2. An SAP system requiring biometric identification using bioLock would not have allowed Kerviel to use others’ log-in credentials to post his fraudulent trades in their name.
3. bioLock would have also restricted access to Kerviel from deleting records of his trade transactions from the system before reconciliation.
4. There would have been high accountability, as the system would have shown that Kerviel tried to use others’ passwords to enter his trades in their name.
5. As a result, a technology such as bioLock would deter fraudster’s from trying to commit fraud since they would be uniquely identified.
Thus, a biometric system such as bioLock can protect SAP R/3 by restricting access and controlling who can make changes to transactions within SAP R/3. If SAP interacts with a trading system, and only SAP users can link to the trade system from SAP, then bioLock can be used to control that only authorized users log on to the user profile that connects to the trading system.
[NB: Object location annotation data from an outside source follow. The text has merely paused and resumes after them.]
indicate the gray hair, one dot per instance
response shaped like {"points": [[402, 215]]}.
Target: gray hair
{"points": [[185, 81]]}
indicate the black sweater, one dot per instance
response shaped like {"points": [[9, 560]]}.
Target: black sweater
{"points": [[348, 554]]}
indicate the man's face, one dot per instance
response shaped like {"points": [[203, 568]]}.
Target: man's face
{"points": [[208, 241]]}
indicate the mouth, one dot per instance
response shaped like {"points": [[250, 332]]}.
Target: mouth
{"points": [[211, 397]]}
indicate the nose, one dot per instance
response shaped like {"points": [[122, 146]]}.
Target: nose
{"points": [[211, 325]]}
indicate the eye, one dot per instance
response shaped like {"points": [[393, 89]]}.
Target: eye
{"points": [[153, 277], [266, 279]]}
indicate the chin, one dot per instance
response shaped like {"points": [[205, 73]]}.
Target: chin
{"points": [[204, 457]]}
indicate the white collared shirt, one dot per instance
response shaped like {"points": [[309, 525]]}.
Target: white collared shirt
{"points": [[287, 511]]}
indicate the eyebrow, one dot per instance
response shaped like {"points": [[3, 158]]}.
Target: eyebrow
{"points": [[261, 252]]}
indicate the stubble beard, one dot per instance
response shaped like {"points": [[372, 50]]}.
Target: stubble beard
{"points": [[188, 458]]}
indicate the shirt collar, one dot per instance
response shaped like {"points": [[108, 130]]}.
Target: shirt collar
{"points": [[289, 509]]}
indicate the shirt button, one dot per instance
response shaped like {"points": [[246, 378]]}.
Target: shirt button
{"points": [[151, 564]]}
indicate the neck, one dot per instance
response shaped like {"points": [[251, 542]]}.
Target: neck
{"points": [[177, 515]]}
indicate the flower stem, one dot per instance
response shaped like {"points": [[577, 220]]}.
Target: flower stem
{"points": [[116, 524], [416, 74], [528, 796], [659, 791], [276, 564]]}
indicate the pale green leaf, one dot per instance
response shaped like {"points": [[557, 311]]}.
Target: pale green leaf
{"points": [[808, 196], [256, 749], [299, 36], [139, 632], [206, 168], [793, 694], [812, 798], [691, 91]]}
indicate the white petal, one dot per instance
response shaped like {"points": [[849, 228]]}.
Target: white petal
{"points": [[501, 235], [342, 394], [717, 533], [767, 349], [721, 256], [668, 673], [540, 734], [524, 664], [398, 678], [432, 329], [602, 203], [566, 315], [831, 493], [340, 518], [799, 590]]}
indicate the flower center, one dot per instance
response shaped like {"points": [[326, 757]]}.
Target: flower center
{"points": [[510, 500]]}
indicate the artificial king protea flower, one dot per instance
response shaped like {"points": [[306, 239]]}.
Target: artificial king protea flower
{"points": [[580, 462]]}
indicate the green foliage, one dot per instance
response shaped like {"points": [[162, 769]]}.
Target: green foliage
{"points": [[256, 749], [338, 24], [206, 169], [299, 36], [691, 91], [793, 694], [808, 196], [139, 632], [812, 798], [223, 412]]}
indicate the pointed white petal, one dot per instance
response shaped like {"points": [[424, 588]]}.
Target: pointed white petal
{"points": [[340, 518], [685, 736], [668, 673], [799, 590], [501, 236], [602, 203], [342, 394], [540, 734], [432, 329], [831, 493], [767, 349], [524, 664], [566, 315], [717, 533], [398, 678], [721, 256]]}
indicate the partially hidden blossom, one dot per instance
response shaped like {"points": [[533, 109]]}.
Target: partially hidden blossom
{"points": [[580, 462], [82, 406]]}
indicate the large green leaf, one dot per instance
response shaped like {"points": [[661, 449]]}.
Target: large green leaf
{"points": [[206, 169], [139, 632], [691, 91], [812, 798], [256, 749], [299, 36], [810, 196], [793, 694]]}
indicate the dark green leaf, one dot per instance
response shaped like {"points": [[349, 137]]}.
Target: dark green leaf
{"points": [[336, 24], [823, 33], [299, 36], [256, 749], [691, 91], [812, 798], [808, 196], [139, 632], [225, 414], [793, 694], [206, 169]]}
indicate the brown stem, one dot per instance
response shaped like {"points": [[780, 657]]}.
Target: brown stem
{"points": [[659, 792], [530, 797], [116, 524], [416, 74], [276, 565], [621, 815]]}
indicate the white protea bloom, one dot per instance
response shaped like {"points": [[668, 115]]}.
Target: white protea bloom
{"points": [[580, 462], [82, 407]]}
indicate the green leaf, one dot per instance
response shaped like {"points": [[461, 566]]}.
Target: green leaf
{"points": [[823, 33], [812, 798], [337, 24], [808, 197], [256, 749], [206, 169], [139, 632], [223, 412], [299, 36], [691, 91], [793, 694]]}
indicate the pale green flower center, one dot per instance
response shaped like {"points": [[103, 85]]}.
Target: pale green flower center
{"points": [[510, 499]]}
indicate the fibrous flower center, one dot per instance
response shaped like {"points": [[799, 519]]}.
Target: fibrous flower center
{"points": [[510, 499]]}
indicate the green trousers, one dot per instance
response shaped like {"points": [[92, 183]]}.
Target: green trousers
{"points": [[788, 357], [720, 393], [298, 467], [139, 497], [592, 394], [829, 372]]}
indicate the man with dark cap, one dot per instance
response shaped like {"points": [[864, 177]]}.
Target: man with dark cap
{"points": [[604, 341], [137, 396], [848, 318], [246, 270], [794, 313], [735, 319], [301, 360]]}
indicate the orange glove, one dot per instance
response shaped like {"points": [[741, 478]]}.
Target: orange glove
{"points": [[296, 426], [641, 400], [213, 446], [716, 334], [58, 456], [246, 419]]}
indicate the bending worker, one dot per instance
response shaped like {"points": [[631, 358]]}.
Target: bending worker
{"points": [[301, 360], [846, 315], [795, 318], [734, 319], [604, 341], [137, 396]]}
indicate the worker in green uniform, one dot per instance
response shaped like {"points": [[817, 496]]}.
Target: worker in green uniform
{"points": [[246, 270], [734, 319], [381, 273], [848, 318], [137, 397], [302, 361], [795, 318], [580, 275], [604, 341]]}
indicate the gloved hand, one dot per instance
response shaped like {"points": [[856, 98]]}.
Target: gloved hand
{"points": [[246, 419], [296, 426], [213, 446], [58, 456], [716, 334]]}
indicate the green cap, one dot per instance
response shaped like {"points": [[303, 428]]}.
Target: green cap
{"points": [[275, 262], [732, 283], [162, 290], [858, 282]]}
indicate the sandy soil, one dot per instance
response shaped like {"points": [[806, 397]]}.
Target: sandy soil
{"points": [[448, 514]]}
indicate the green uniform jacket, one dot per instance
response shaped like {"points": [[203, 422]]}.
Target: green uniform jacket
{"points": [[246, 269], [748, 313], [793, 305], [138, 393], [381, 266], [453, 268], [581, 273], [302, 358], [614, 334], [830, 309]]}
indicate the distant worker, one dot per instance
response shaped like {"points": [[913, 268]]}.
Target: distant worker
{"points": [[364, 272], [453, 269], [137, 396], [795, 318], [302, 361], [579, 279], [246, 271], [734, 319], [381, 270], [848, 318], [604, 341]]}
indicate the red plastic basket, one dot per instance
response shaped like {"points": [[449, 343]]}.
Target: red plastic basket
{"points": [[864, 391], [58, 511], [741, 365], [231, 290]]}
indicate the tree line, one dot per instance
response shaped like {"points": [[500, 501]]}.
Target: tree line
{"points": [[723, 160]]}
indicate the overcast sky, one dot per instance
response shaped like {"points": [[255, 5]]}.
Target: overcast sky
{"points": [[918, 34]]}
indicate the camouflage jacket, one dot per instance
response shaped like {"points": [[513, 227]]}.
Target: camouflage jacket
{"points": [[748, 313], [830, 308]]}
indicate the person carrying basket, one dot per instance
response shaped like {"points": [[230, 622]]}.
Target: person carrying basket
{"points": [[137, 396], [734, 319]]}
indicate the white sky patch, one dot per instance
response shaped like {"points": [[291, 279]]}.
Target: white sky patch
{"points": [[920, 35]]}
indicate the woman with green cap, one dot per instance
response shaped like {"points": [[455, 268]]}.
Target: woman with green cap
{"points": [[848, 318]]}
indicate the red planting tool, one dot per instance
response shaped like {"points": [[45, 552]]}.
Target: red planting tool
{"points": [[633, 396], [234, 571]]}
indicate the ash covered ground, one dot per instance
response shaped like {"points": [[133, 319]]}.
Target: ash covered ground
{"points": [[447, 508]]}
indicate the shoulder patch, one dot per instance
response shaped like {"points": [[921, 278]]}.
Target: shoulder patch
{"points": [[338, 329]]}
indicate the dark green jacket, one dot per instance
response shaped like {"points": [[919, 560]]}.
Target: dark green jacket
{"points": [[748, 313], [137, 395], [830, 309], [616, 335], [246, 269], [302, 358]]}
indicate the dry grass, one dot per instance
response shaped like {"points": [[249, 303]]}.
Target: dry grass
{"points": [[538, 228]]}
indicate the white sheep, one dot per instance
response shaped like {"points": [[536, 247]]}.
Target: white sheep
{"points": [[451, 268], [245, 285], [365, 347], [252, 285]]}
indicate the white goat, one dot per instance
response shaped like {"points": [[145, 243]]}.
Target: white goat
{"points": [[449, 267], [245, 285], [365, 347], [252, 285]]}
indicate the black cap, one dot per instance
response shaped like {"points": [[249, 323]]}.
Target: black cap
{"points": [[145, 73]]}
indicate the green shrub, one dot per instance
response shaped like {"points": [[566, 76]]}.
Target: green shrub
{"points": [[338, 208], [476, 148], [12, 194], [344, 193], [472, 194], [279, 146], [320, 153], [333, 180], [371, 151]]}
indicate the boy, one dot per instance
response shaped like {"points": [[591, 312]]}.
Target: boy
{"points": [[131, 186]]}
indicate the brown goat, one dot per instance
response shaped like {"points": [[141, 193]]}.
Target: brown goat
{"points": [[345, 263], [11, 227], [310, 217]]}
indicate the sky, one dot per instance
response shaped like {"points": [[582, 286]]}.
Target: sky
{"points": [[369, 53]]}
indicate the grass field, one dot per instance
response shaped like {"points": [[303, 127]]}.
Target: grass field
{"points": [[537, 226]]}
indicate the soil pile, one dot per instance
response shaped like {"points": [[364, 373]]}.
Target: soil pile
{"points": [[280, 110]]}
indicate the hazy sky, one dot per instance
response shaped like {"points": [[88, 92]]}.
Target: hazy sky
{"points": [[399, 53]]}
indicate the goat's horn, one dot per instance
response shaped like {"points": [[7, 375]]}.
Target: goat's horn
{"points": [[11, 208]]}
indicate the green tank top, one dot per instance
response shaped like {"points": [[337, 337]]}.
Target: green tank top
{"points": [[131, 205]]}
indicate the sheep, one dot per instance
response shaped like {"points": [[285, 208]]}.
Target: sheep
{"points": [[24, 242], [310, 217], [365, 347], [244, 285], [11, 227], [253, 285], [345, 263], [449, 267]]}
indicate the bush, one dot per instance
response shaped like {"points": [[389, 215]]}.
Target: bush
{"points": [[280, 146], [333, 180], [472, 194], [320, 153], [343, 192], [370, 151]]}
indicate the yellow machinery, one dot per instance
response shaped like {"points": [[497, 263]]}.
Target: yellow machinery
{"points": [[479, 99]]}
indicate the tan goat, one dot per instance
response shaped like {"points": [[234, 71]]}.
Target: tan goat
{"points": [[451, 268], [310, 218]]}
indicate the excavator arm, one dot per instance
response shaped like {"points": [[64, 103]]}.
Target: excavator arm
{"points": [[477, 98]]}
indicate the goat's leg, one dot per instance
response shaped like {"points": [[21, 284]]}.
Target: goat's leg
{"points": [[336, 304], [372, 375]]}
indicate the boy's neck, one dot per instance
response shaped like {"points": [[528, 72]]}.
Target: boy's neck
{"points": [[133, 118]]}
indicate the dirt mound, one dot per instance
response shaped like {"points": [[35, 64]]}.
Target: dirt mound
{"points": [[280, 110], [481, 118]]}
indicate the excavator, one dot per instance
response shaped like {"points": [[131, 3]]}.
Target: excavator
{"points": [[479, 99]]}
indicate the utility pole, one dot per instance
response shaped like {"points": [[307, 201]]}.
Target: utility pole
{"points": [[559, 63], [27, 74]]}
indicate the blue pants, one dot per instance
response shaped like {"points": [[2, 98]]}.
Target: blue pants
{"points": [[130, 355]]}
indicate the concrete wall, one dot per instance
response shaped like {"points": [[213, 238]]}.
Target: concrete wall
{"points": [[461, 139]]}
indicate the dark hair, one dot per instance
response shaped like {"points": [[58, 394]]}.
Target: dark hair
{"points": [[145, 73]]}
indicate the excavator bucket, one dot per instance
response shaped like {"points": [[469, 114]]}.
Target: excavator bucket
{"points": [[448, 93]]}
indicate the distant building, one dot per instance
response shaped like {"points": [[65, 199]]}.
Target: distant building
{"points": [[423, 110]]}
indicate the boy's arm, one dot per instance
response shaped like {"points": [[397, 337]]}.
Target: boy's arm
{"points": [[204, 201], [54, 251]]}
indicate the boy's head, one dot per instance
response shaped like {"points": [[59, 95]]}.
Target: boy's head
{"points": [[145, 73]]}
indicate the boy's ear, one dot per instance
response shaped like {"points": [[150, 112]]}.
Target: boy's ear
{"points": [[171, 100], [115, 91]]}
The connection to the trade system would be established and ask for biometric authentication again. The bioLock log file will give a log of who connected to the trading system, and also prevent unauthorized users from connecting.
In today’s world, banks are required to comply with regulations and standards to protect the banks and financial institutions from fraud. To mitigate fraud, these banks and financial institutions need to supplement their internal controls compliance with biometric authentication. Biometrics will prevent data breaches of security. Fraudsters will not limit their fraudulent activities trying to perpetrate frauds using only an ERP system. Users of ERP systems must also secure e-mail systems and any trading systems interfacing with an ERP system. This would tighten security and improve accountability.